The appellate court found that Simpson’s condition was rebuttably presumed to arise out of and in the course of his firefighting. The court then had to determine the amount of evidence required to successfully rebut the presumption.  Using Johnston , it found that principles of statutory interpretation, and specifically, a review of its legislative history, is required to determine the legislature’s intent.  Johnston v. Illinois Workers’ Compensation Comm’n, 2017 IL App (2d) 160010WC. Using this method, the appellate court determined that the legislature intended for the employer to produce some evidence that something other than Simpson’s occupation as a firefighter caused his heart attack. 
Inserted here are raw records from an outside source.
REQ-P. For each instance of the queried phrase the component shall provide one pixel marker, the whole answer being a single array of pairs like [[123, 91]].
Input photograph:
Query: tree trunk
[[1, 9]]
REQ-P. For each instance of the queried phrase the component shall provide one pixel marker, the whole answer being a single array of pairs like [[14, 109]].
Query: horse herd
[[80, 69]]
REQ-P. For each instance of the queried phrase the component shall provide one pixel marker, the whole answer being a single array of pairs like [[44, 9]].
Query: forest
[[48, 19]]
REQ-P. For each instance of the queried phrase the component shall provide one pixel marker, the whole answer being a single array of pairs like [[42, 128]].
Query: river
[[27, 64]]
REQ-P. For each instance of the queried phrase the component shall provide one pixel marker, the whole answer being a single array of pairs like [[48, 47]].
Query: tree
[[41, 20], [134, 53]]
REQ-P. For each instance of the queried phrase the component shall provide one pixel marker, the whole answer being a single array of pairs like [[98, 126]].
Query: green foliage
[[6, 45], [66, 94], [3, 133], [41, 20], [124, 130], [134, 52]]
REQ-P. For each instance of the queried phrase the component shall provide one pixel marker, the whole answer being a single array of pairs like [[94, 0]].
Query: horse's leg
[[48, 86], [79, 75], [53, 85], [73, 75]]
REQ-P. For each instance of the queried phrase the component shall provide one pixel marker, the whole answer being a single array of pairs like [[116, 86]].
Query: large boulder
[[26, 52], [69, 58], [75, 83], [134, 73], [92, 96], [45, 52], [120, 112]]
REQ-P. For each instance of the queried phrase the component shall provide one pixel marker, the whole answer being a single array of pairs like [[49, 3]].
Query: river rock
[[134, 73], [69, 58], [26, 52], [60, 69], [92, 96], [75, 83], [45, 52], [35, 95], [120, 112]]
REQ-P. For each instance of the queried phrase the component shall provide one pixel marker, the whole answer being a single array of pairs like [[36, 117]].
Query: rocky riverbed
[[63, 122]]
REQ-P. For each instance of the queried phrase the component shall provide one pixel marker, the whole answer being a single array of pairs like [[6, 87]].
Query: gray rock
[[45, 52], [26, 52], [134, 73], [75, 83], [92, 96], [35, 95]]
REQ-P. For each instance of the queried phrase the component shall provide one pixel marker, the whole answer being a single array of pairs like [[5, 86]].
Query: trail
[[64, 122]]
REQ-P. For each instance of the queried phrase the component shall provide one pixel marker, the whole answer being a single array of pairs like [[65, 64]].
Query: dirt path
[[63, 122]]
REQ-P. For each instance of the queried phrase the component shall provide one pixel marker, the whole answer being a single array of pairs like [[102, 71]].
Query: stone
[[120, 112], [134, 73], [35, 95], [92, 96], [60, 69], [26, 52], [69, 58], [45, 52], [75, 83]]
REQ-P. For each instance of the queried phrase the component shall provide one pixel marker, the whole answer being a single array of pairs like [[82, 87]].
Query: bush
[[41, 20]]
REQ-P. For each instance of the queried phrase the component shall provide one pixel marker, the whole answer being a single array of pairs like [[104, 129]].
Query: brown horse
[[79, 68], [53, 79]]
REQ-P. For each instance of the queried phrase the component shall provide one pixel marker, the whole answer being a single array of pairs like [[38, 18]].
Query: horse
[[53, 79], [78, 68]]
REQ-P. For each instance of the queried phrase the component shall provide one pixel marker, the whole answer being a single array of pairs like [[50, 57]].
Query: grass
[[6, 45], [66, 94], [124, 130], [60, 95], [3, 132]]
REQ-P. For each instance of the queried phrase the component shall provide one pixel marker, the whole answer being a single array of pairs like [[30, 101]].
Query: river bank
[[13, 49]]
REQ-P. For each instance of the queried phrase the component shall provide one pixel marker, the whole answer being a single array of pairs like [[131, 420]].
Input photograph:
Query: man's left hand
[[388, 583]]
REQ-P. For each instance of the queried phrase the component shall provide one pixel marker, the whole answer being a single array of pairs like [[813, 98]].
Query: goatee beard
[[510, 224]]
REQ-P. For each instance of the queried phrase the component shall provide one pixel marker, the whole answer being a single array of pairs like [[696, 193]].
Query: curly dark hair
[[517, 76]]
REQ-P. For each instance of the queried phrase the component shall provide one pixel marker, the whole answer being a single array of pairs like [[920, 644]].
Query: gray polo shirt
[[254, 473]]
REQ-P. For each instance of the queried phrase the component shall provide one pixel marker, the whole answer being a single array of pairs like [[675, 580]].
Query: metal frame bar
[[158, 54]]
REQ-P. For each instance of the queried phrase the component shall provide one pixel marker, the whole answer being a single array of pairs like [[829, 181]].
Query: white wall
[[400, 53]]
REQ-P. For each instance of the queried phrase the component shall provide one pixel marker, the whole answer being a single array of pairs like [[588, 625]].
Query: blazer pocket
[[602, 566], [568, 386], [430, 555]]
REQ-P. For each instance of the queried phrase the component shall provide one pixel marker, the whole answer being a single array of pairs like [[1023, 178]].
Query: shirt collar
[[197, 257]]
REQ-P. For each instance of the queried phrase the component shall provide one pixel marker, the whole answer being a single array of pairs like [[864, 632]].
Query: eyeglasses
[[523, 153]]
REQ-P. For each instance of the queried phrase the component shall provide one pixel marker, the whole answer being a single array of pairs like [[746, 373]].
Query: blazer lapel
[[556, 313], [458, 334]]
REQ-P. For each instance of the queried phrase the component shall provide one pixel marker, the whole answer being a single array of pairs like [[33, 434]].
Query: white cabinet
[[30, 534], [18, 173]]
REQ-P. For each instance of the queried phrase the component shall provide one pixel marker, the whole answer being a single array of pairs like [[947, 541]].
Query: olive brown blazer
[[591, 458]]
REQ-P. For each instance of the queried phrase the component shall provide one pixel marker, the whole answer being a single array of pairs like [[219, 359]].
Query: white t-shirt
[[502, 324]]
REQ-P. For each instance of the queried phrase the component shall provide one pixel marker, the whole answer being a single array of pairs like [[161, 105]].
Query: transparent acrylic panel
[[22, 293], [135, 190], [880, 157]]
The appellate court noted that the Commission looked to evidence offered by Simpson’s doctor that he had risk factors for heart disease that resulted in the heart attack.  Those factors, argued the Commission, constituted sufficient evidence of another cause of Simpson’s heart attack.  The appellate court found that the Commission correctly applied the rebuttable presumption as set forth in section 6(f). 

The appellate court next addressed the issue of whether the Commission’s determination that Simpson’s work as a firefighter did not cause his heart attack and underlying heart disease was against the manifest weight of the evidence.  Finding that the Commission was very specific in its decision as to its reasoning and findings regarding the evidence, the appellate court declined to disturb the Commission’s determination.

The appellate court granted the Illinois Municipal League’s motion to file an amicus curiae brief on behalf of Peoria and affirmed the judgment of the circuit court, which confirmed the Commission’s decision.